El otro proyecto de novela nació de una mala semilla; la ingenua pretensión de vindicar a mi abuelo paterno, el Coronel Francisco Borges. ¿Rehabilitarlo ante quién? Pues nada menos que ante mi amigo Bioy, que se encarnizaba cada tanto contra la valentía y la lealtad de mi antepasado. Si bien es cierto que sus sarcasmos se daban en el marco de ese humor maligno al que acostumbraba, yo no recibía bien sus comentarios socarrones del tipo “pero che, tu abuelo llegó tarde a la batalla de San Carlos de Bolívar”. Resultaba inútil que yo le recordara por enésima vez que el coronel Borges había reventado caballos para llegar desde Junín en dos días. Y devolviendo el sarcasmo, le respondía que era algo pobre en épicas su genealogía de fabricar yogures. Interrumpí para siempre esta novela por lo trabajoso que me resultaba justificar esa muerte inútil en la batalla de La Verde, tironeada por dos lealtades antagónicas: a Sarmiento y a Mitre.

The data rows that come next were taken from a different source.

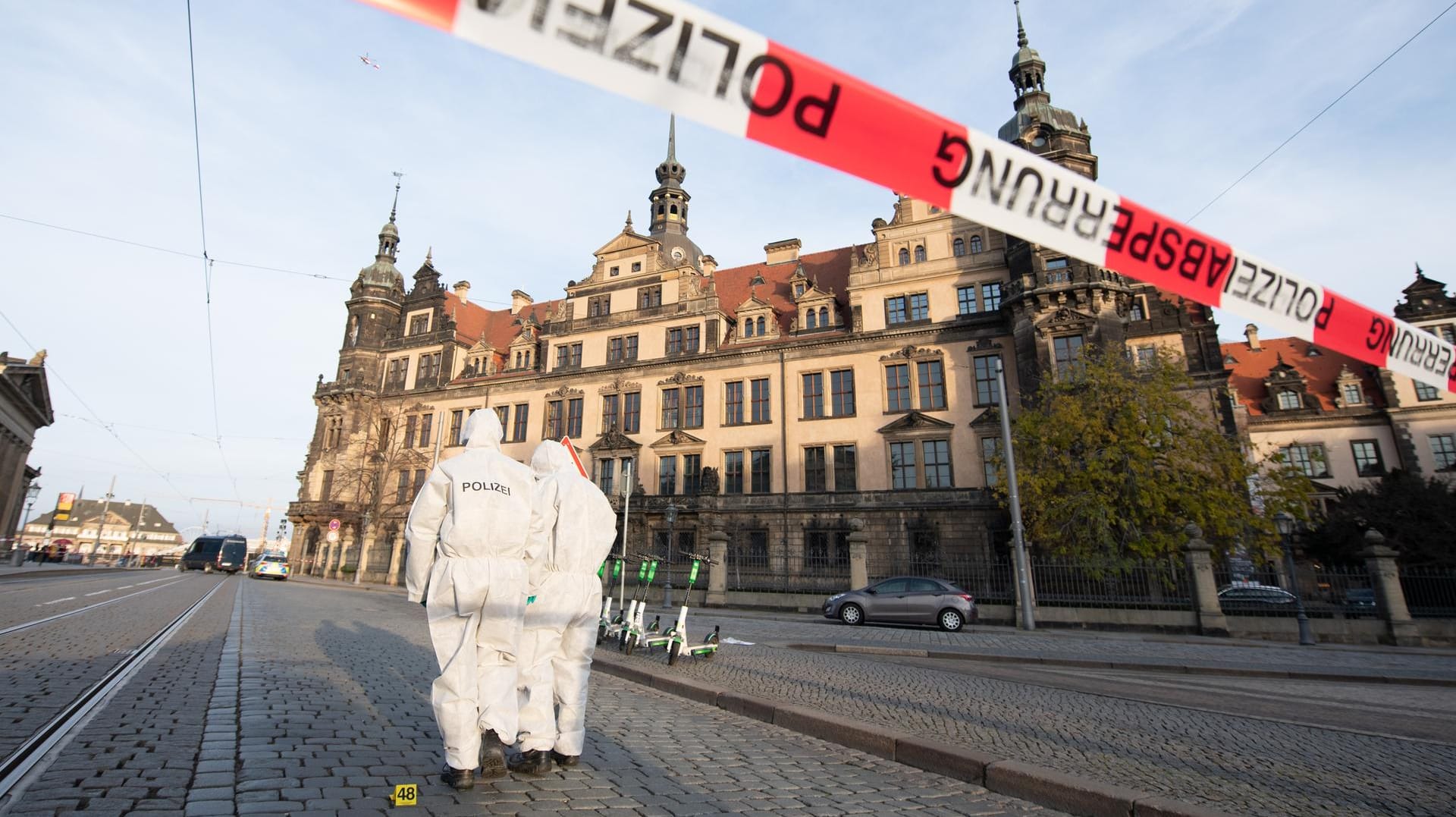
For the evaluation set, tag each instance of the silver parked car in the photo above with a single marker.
(905, 599)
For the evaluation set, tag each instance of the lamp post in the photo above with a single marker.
(1286, 530)
(18, 551)
(672, 530)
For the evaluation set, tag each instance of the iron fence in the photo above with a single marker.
(1430, 592)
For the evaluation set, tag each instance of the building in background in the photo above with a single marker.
(772, 401)
(25, 407)
(130, 529)
(1341, 421)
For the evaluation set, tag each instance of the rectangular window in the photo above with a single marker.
(937, 463)
(1310, 459)
(761, 460)
(932, 385)
(1367, 457)
(574, 408)
(1066, 353)
(902, 465)
(813, 397)
(456, 423)
(1443, 449)
(555, 423)
(814, 468)
(846, 471)
(609, 411)
(761, 401)
(965, 299)
(733, 472)
(896, 310)
(693, 407)
(842, 392)
(987, 388)
(919, 306)
(522, 411)
(897, 386)
(604, 475)
(692, 473)
(632, 413)
(733, 402)
(990, 449)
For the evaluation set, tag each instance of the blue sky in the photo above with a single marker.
(514, 177)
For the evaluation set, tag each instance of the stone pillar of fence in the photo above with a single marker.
(1199, 555)
(858, 554)
(717, 571)
(1389, 596)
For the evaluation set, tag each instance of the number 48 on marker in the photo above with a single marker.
(405, 794)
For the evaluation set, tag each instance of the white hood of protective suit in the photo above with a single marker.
(475, 506)
(584, 525)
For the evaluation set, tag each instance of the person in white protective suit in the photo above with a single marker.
(472, 532)
(561, 625)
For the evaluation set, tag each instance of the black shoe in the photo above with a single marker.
(459, 780)
(492, 756)
(533, 762)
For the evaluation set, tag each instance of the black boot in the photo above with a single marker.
(459, 780)
(533, 762)
(492, 756)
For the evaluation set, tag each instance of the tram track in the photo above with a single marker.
(79, 611)
(25, 758)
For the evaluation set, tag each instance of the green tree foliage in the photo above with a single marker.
(1116, 457)
(1417, 517)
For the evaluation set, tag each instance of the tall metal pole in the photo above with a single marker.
(1017, 533)
(626, 510)
(105, 508)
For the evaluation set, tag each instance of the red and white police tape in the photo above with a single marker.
(683, 58)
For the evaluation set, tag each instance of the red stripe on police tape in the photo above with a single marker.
(810, 109)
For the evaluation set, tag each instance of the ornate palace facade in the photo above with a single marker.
(775, 401)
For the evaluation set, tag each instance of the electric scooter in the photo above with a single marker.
(632, 630)
(677, 636)
(606, 605)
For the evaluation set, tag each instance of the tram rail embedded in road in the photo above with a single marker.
(15, 768)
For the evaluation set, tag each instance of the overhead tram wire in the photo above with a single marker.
(55, 372)
(216, 261)
(1257, 165)
(207, 262)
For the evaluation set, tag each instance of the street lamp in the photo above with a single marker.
(1286, 532)
(672, 529)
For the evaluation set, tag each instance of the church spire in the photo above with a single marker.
(670, 200)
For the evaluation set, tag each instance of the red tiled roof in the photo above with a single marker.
(829, 270)
(1250, 369)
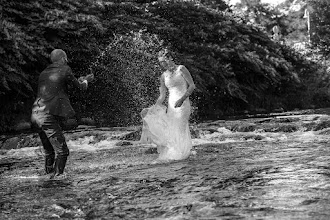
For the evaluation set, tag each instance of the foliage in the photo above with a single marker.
(320, 23)
(236, 66)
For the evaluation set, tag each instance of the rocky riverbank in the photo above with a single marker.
(255, 168)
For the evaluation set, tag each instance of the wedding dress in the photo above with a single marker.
(168, 127)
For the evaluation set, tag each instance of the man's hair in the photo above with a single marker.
(56, 55)
(166, 53)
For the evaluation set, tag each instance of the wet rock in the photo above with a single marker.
(87, 121)
(248, 127)
(151, 150)
(132, 136)
(21, 126)
(123, 143)
(322, 125)
(10, 143)
(70, 124)
(194, 133)
(281, 128)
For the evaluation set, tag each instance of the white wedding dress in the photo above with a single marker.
(168, 128)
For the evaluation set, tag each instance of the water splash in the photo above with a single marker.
(126, 73)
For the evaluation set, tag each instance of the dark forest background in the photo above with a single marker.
(237, 65)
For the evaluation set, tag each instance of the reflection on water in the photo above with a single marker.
(255, 175)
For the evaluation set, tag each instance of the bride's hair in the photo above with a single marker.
(165, 53)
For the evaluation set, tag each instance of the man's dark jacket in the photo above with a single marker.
(52, 90)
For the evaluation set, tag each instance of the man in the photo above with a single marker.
(52, 107)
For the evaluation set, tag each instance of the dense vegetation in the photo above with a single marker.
(235, 64)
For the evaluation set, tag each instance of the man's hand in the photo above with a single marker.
(89, 77)
(81, 79)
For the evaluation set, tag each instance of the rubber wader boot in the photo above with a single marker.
(49, 163)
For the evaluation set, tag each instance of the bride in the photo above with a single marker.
(168, 127)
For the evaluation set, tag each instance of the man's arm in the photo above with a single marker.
(82, 83)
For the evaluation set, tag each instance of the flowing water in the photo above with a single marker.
(232, 175)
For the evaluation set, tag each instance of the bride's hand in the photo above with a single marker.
(178, 103)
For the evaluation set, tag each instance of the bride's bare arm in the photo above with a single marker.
(162, 91)
(191, 85)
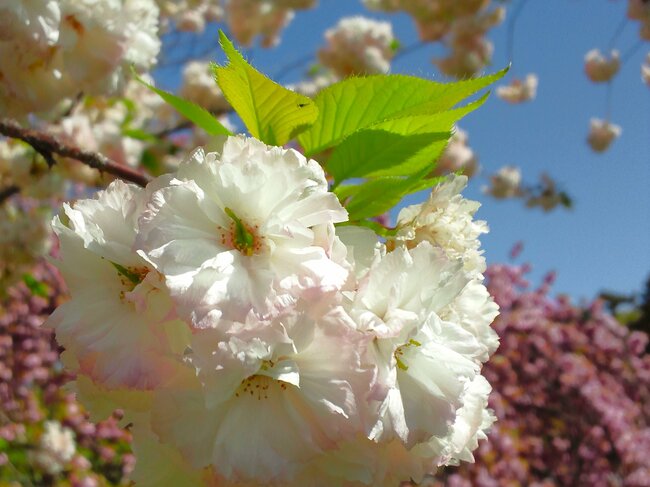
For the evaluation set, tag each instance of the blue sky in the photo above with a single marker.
(604, 241)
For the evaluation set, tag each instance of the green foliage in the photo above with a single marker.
(194, 113)
(36, 287)
(377, 196)
(397, 147)
(387, 130)
(360, 103)
(271, 112)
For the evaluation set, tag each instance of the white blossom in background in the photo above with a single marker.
(57, 50)
(505, 183)
(447, 220)
(436, 19)
(358, 45)
(56, 448)
(600, 69)
(248, 19)
(458, 156)
(602, 133)
(311, 86)
(99, 125)
(469, 49)
(34, 22)
(547, 195)
(251, 342)
(645, 70)
(199, 86)
(24, 236)
(640, 10)
(189, 15)
(519, 91)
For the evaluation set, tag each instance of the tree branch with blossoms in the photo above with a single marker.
(48, 146)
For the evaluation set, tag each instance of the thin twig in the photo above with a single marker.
(410, 49)
(46, 145)
(627, 55)
(617, 33)
(288, 68)
(510, 43)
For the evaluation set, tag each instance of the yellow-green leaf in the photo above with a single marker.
(271, 112)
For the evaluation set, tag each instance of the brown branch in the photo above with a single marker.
(46, 145)
(8, 192)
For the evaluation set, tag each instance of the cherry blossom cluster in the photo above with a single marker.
(519, 91)
(199, 87)
(248, 19)
(600, 69)
(458, 156)
(507, 183)
(462, 26)
(571, 394)
(24, 236)
(53, 50)
(189, 15)
(249, 340)
(46, 437)
(357, 46)
(602, 133)
(639, 10)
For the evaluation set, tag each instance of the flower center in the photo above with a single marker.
(241, 236)
(260, 386)
(130, 277)
(403, 349)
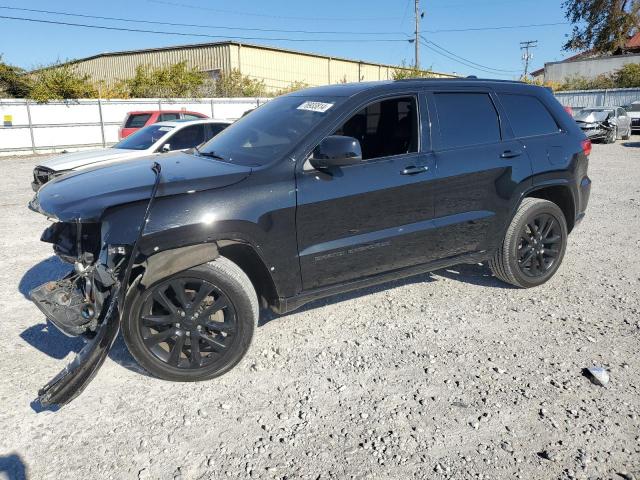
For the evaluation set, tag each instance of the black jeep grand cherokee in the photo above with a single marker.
(317, 192)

Cuando un joven editor me pidió la redacción de un Prólogo para una novela futura de otro, mi desconcierto desembocó en una sonrisa. ¿Cómo escribir algunas palabras de aliento, ponderativas de un estilo aún inexistente? Ante su insistencia terminé aceptando, con la condición irrenunciable de que el contrato ante escribano fijara la fecha de inserción de mi prólogo, por lo menos treinta años después de mi muerte. La revelación de estas debilidades me alivia anticipadamente. Ignoro cuánto escribí yo de mi obra y cuánto mi amada madre. ¿Alcanzará esta confesión para no ser execrado por sus contemporáneos, que son mi porvenir?

 

Cierta vez redacté la historia de una Biblioteca de Babel, en mi afán duradero de poner en signos ortográficos la idea abismal del infinito. En ella, el resignado bibliotecario nos cuenta que en un sector de la biblioteca había muchos volúmenes carentes de la más mínima coherencia. Estoy seguro de que este prólogo ocupa su lugar en esa banal sección. Sus lectores sabrán disculpar que no me está permitido emitir un juicio estético sobre su obra y esta imposibilidad no cambiaría si yo hubiera tenido posibilidad de leerla; aquel legendario bibliotecario afirmaba que “hablar (escribir) es incurrir en tautologías.”